Hiccup had nearly fallen off the bed trying to lean closer to hear every word. Once he'd realized what was going on, there was no way he was going to miss that conversation.

"He needs to..get on as himself, too, Stoick. Not just as chief."

"I know that, Gobber. Don't remind me." Stoick usually sounded grumpy, but that night, his voice had been soaked in despair, a dark, miserable tone that Hiccup had never heard from him before. "Valka would have smacked me for waiting this long, and for doing a poor job of it."

Hiccup could not have been more shocked. Stoick rarely if ever mentioned his mother.

Goober sounded surprised as well, and cleared his throat before speaking. "Even so, Stoick, just because you've been the chief and… onlythe chief for this long doesn't mean Hiccup will do the same."

Stoick hadn't answered, and Hiccup hadn't been fully sure what Gobber meant until, after a heavy silence, he spoke again.

"I know you don't plan to marry again-"

"No, I don't." Stoick's tone had been clipped, every letter pronounced, a sure sign he was about to lose his temper.

Gobber's voice was equally sharp, and full of disdain. "But if you don't fix this, if you don't figure out a way to explain… he needs to know. And you're failing him, Stoick."

Hiccup had never heard Gobber speak to Stoick so bluntly, nor tell him he wasn't being a good father. The legs of his father's chair had screamed against the floor as Stoick stood up abruptly, prompting Gobber to shush him.

The silence that filled the house had been equally dangerous. Only the intermittent cracking of the fire and the subtle creak of Stoick's leather armbands reached Hiccup's ears. Hiccup knew that noise. Stoick was flexing his arms against the confinement of the leather - something he did when he was furious enough to punch something, or someone. What Gobber had said made Stoick so angry, Hiccup was honestly afraid for him.

The ominous quiet continued.
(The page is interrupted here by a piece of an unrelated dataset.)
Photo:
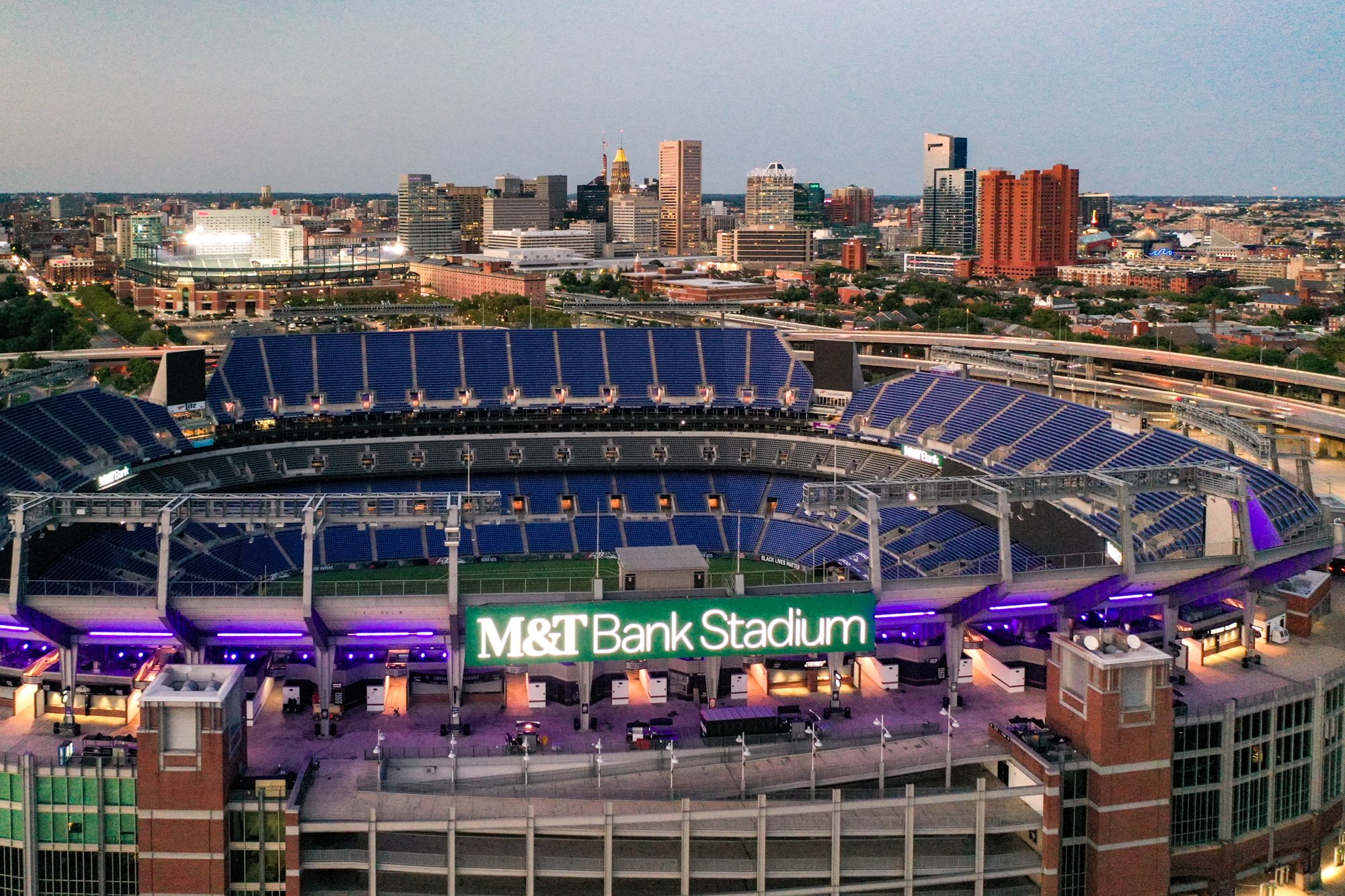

Hiccup wondered if his dad had mastered silent methods of killing people.

"That's not the life you want for him," Gobber continued, still alive, though the anger had gone out of his voice. Hiccup blew out a breath, as quietly as possible. "But if you try another big talk, you'll scare him off entirely. Do ye… do ye want me to speak to him?"

"Ach, no, that seems…."

"Bad idea, I agree. But Stoick, you have to-"

"Prepare him. I know, I know." Stoick still sounded angry, but his anger was less volatile. Where his words had been swift and knife-sharp before, now they were almost puddles of misery.

After that, Hiccup heard Stoick and Gobber cross the room and leave the house, their voices fading as they walked together down the hillside.

The following morning at the forge, Gobber had been extra talkative, which for Gobber was saying a lot. He'd demonstrated a lot of the forge tools that day, especially anything spiked or pointed. He'd been waving things around, things Hiccup already knew how to use when working with metal, and….

Hiccup shuddered as he neared the stairs leading up to the bonfire platform. He didn't like to think about that afternoon. It was like a bad dream he did not want to remember.

"Hiccup!"

He turned. Astrid was running down the path toward him, a smile growing across her face.

His heart stopped for a moment. Her hood and shoulder armor were gone. She was wearing a blue shirt with arm gauntlets, but her shirt had no sleeves. Her hair was in a loose braid falling over her shoulder, and for a moment, she looked as she had that afternoon at the springs, and when he'd sketched her months later.

The sun wouldn't go down completely for a few weeks, and evening still looked like mid-day, but the light was gold and silver in her hair, and he stopped to wait, watching her run toward him with joy.